After you've flipped to the back flap and confirmed in the Note about the Author that yes, this is the son of the notorious second Mrs. Prince Charles; flipped back to the book cover and checked out his picture with renewed interest; and then mentally reviewed all you'd heard or guessed about his mother's late predecessor, Princess Di (she was an angel/a devil/a drunk/a run-about/murdered), you can then settle down to reading the actual book.
It's a pity that Mr. Parker Bowles must be saddled with the detritus of his mother's liaisons because he is an amusing and informative writer. The Year of Eating Dangerously is a delightful, if sometimes stomach churning, book about the quest for authentic food around the globe - whether that is shish-kebabed cockroaches or ant egg salad.
Parker Bowles is a well-known food critic in his native Britain, so he knows a thing or two about food in all its forms. Yet even he was baffled by the extraordinary food aversions that normal, well-adjusted people can develop: one of his friends could not abide peas; another detested the very sight of bananas. “One man's pea is another man's tripe,” as Parker Bowles philosophizes.
He decided to explore this notion more fully by traipsing about the world in search of “dangerous” food. The book's subtitle actually states it more accurately: a “search of culinary extremes.” Beginning in England, then traveling through New Mexico, Nashville, China, Tokyo, Korea, Laos, and Spain, Parker Bowles tries (or attempts to try) everything from stewed dog to silk worm pupae to a 600,000 SCU chili pepper.
Reading about someone eating something repulsive is infinitely more rewarding than watching someone eat it. On camera, people eating squirming eels or stir-fried cobra or raw sheep tongue seem restricted to only one of three themes: (1). Grotesque facial expressions (2). Exclamations of loathing and disgust, or (3). Impromptu testimonials on the unexpected tastiness of the dog/eel/tongue.
Print, however, lifts the lid on a smorgasbord of tasty descriptions.
Like Parker Bowles' delightful description of eating a silkworm pupae in Korea: “A creamy goo spurts onto my tongue, producing one of the most repellent tastes I have ever experienced. A fetid rottenness…engulfs my mouth, spreading its filth to every corner. Every cell in my body is suffused with this festering horror and all I can think of is freshly dug graves.”
Or his experience eating raw tripe (cow stomach) in a small Laotian restaurant: “The texture is more rubbery than ever when uncooked, with a slight beefy taste. But my teeth make little headway on the slippery piece of tummy going round and round my mouth....”

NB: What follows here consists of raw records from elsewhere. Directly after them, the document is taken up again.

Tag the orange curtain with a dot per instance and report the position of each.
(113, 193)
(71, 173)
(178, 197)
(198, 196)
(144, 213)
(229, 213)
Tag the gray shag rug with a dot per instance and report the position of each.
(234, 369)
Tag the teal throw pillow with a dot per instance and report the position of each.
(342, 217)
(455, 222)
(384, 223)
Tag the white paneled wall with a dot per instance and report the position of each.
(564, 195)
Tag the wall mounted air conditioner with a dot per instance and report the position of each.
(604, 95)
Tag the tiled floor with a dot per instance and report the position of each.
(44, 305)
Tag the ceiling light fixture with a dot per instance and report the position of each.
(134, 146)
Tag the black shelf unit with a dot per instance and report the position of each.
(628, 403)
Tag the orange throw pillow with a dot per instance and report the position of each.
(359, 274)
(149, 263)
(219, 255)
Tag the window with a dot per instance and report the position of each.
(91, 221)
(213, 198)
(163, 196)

Best of all is his reaction to eating dog in Korea: “I'm just imagining myself bragging about eating dog to friends back home…when it hits me - the smell…. You know when your dog has been out in the rain, possibly down a hole, and he turns up at the door, soaked and wretched? And you bring him into the house and start drying him with that dirty dog towel kept out the back. That is it, the smell of wet dog…wet, dirty, dead dog. No spice, however pungent, could mask this stink.”
The book's title is actually a bit misleading: while some of the food Parker Bowles snacks on in the course of his culinary year is truly dangerous, such as the fugu or puffer fish in Tokyo (a lethal dose of poison from this fish could fit on the head of a pin), most of the food is dangerous only to one's pride, psyche, or waistline.
When Parker Bowles attends the 16th annual Jack Daniel's World Championship Invitational BBQ in Lynchburg, Tennessee, the only real danger was that his stomach would burst after ingesting an astounding 15 lbs worth of brisket, ribs, and chicken. At a formal family dinner in Korea, his pride is in serious danger when he retches trying to eat the main dish offered to him - a hunk of white beef sinew.
Parker Bowles' writing is intelligent and witty; imagine a British Anthony Bourdain - posher, brainier, and better-looking. However, he does sometimes forget that he is a food writer and dabbles in a bit too much of environmental and political soapbox punditry. Not all the trips add up to a dangerous or even moderately dangerous experience: in England, despite the fact that he begins the book in search of elvers (eels), he never actually eats them - a bit of a let down to say the least. In several of the chapters he seems to spend more time discussing the people he met in the country than the food.
Despite this, The Year of Eating Dangerously is refreshing honest and the easiest way to get first-hand knowledge about the taste of fermented fish eggs.